Rev. Jim Ryan, M.Div., Ph.D. firstname.lastname@example.org
On this 34th and Final Sunday of the Year, Cycle A, I extend an invitation to consider the last 3 Gospels that have delivered this end – all of them taken from the 25th Chapter of Matthew. These 3 parables comprise the bulk of this chapter. First (32nd Sunday) is the one about the foolish and wise attendants with their lit/unlit lamps. Second (33rd Sunday) we have the one about the greedy employer and the employees who must decide what to with the boss’s money. Third (this 34th Sunday), and final, is the judgmental shepherd who separates sheep from goats. In each one of these parables – the first on preparedness, the second on responsibility, and the third on service – lessons about ethical traits and actions are being taught.
That’s all well and good. I have no criticism of that effort. What does concern me and what goads me to dismiss Chapter 25 is the God-imagery contained therein. Look at them. Each story involves a person with power over others’ lives who doesn’t seem to be aware of circumstances that can modify the directives of the power person.
I mean, dismissing people over unlit lamps?, berating people for being paralyzed with fear?, condemning people for being obtuse in recognizing the presence of God in the marginalized? (If that were the case then this society would be made up of nothing but goats.)
No, the God-imagery contained in Chapter 25 is too much Old Law for me. Now, I’m going to say something here that will probably get me in trouble. You may or may not be aware that in scholarly circles the Gospel of Matthew is referred to as the Jewish Gospel. The audience for the author, it’s commonly argued, was the Jewish community and its diaspora throughout the Roman Empire. One can reasonably argue that an indelible feature of the God image under the Old Law contained traits of exile, revenge, and final judgement. Haven’t we all been raised knowing that Jesus came to release the people from such imagery? Then why is this imagery in these parables? Seems to me that Jesus knew better. I can accept, with difficulty, that Jesus used this imagery of an exiling, vengeful, and judgmental God – knowing his audience. Along with acceptance, though, I must also believe that he knew better.
In the Gospel of Matthew the ethical teaching of Jesus had no better ground than the Beatitudes (Sermon on the Mount). Chapter 25, IMHO is an anomaly, a puzzle whose pieces don’t fit together. The God-image of Chapter 5 does not sync with that of Chapter 25. It may have had an effect on the Jews who were in process of leaving the Old Law behind. For me, it leaves me unconvinced – this power God, this gotcha God, this throne-sitting God.
This is why I welcome the passage from 1 Corinthians (15:20-26,28) today. Say what you will about St. Paul’s limitations and biases, on this one he has it right. After many visions about Resurrection and subjecting all things to the one Power that matters the point is “that God may be all in all.” (v.28)
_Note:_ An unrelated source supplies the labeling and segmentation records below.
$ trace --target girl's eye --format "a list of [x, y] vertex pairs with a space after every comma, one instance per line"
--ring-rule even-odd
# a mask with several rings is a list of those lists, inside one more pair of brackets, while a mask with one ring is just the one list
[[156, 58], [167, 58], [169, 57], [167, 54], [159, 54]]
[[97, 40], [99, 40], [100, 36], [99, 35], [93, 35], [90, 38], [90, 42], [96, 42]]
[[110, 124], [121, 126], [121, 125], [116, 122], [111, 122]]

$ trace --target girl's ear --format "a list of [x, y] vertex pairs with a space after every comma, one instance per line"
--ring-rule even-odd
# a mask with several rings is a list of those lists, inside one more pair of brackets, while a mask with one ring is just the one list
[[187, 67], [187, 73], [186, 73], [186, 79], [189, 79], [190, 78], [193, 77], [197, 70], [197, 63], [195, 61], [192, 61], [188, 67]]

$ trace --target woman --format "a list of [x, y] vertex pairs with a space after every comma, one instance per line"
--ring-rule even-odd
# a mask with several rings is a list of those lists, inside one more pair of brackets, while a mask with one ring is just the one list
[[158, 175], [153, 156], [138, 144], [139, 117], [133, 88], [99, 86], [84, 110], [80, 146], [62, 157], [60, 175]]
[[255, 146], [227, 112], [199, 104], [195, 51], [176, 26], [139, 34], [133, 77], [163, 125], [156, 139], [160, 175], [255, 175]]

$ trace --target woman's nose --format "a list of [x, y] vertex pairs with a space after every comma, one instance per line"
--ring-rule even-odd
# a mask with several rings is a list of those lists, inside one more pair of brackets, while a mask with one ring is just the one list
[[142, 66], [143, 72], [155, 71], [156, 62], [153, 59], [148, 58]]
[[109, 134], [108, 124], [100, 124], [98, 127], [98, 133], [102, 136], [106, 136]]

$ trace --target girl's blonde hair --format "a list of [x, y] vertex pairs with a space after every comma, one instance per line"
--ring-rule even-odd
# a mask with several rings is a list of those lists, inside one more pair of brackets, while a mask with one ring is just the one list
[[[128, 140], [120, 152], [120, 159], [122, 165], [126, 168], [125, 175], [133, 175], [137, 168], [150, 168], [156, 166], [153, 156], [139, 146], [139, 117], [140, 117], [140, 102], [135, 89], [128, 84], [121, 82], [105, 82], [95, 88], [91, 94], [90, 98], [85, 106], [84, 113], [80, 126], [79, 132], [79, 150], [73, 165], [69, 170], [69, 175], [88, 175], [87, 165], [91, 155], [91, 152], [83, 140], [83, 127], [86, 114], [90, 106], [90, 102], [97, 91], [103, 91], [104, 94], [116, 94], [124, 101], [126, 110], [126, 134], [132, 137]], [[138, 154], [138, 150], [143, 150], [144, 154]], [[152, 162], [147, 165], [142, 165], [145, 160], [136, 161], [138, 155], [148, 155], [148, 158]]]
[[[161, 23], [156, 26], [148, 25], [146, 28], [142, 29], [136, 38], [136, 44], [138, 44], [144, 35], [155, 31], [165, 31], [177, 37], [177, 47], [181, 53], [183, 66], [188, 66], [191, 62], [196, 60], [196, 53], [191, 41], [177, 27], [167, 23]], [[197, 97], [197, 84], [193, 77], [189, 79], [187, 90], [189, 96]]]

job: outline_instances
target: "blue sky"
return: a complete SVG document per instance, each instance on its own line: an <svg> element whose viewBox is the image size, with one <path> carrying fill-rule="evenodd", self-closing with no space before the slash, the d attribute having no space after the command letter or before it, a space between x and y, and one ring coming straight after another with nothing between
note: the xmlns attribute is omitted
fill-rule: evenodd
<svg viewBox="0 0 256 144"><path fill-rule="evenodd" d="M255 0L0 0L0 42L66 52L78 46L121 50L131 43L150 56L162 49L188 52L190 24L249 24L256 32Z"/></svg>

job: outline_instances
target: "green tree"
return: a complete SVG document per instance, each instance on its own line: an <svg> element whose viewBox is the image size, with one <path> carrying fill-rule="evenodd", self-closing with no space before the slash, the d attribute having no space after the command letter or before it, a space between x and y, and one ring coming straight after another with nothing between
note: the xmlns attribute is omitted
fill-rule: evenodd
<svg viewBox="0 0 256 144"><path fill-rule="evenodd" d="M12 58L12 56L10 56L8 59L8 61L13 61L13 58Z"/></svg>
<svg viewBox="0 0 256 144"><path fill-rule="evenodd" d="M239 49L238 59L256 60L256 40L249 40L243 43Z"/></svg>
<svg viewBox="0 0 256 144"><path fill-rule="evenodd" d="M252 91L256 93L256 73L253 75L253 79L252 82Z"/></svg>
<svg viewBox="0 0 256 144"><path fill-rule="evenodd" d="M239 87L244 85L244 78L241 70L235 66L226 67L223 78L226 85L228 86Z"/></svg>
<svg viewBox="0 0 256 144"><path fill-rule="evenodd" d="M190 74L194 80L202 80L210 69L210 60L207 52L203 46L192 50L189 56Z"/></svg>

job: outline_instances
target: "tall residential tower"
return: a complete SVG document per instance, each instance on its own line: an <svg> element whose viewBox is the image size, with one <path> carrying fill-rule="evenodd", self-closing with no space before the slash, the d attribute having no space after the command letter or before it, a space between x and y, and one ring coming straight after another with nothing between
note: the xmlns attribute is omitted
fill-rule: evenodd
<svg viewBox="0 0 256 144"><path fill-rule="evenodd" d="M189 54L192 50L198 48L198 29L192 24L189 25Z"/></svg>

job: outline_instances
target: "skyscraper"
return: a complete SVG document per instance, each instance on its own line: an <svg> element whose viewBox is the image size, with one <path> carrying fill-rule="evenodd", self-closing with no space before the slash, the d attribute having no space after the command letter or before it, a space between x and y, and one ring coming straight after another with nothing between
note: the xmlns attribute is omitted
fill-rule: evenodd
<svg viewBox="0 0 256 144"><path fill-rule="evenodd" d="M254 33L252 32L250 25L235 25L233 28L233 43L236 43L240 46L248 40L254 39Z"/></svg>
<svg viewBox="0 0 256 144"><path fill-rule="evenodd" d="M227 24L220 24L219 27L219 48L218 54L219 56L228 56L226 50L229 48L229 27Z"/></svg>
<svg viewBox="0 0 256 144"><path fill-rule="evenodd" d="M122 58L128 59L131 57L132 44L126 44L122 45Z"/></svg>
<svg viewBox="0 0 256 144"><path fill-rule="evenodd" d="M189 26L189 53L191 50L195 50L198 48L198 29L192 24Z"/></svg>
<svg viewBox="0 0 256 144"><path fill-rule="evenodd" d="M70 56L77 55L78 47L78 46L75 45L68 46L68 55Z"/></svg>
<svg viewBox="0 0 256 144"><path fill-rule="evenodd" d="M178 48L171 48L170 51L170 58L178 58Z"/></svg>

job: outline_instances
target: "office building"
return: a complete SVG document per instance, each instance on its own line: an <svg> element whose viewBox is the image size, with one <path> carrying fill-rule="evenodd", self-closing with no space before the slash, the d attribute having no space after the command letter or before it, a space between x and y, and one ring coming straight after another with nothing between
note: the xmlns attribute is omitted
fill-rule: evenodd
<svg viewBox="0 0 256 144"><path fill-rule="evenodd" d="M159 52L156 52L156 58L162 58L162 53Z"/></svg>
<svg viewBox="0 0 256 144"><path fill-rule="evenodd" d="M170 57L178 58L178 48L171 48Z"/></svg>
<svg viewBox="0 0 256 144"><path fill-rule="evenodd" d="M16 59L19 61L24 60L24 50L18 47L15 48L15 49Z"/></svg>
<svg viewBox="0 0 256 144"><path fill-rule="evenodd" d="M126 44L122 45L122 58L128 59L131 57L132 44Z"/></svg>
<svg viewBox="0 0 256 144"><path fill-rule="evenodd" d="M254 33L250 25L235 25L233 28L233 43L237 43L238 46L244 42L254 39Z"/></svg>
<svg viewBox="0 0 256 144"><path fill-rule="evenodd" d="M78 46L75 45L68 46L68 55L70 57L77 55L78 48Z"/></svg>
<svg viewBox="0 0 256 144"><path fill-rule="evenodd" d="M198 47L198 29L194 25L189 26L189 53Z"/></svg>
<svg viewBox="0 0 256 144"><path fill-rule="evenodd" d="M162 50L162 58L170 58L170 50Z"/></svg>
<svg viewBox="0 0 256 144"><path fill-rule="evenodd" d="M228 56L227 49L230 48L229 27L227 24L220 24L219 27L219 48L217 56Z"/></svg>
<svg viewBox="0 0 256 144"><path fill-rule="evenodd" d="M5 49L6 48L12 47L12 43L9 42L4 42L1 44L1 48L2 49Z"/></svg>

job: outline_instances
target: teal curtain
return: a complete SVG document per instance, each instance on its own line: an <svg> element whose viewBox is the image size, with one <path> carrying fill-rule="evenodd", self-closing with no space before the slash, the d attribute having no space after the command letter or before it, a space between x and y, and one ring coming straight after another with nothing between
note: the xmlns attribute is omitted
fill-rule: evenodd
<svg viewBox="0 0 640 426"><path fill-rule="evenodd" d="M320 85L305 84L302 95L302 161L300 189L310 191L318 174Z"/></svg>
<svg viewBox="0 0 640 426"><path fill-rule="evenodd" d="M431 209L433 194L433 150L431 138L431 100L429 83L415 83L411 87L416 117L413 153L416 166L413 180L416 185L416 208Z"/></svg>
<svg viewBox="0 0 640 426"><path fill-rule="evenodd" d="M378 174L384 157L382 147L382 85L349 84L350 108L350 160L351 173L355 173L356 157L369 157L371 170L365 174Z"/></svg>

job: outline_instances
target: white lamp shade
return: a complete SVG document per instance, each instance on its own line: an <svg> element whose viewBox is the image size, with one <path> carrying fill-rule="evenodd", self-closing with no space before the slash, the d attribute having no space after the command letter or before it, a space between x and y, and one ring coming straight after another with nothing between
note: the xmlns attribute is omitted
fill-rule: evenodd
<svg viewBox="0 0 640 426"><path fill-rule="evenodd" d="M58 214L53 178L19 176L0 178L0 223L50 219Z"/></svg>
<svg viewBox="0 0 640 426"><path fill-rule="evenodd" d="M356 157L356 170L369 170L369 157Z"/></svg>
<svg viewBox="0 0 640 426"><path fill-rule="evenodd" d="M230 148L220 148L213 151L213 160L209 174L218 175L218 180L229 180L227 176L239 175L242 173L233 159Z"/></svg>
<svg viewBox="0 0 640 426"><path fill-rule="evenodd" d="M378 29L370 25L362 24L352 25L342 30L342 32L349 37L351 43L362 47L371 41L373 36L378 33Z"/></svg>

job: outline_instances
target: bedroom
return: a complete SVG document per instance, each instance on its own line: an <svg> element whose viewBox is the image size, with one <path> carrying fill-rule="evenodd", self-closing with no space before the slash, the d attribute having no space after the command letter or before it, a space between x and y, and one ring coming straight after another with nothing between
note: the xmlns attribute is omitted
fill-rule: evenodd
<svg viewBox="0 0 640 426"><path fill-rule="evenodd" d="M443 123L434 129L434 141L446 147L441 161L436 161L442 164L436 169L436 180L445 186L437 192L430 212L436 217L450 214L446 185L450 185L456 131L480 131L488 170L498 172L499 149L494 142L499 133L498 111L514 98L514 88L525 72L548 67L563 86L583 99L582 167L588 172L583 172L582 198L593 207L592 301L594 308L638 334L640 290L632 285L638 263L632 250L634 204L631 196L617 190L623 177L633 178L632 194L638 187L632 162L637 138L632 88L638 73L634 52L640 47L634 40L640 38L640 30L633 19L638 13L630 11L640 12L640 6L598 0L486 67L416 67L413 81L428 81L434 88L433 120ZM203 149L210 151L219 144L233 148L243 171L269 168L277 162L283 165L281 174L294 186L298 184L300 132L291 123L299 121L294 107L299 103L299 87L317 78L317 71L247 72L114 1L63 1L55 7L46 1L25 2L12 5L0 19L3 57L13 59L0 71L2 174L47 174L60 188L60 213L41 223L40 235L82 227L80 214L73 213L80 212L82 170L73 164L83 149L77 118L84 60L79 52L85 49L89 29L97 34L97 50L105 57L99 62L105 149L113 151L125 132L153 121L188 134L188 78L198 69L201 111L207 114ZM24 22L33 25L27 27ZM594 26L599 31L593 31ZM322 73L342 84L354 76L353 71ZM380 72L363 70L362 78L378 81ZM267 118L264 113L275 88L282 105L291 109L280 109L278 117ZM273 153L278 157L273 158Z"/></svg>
Along the way to the Final Day look at what gets dropped as Christ hands off to God the Creator – no less than “every sovereignty, authority, and power” (v.24). Suddenly, all that imagery of exile, revenge, and judgment that means so much on this earth is gone. None of that matters. God is all in all.
The God imagery of Matthew, Chapter 25, finds itself up against the God imagery of 1 Corinthians, Chapter 15. It is the true enemies that will be detroyed not foolish attendants, not fearful employees, and certainly not the weak who choose not to see. The final enemies to be “put underfoot” (v.25) are those who claim power for themselves, those who grab hold of saying who’s in and who’s out, those who believe in their own narcissistic, self-enclosed throne-rooms.
We who rise from the dead will find ourselves in the arms of Christ and living in the Creator’s dwelling because of the action of our life and the depth of our faith. I read recently a quote from Thomas Merton in Make Peace Before the Sun Goes Down that sheds light here, so long as one realizes that one’s ethical actions must emerge from a disquieting depth in one’s soul. It is difficult to let go of the God imagery of power that only masks the fearfulness of one’s own emptiness. On August 7, 1960 Merton writes in a letter to Dorothy Day, when considering the challenge and the task of perseverance:
“We should in a way fear for our perseverance because there is a big hole in us, an abyss, and we have to fall through it into emptiness, but the Lord will catch us. Who can fall through the center of (oneself) into that nothingness and not be appalled? But the Lord will catch us. (Christ) will catch you without fail and take you to (God’s) Heart.”
God will catch you. Do you see why I can’t accept the God-imagery of Matthew, Chapter 25?
I live – we live – in God’s jumble of exile & return, revenge & reconciliation, judgment & inclusion. We are often silly in our missteps when approaching you, loving Creator of all. We regularly judge as unworthy those who assert their libertarian ways. This life you have given us is subject to Christ, the Word made flesh, the Son of your creating love. May we persevere in faith, in hope, in love. In this way we prepare ourselves for when You catch us. Amen.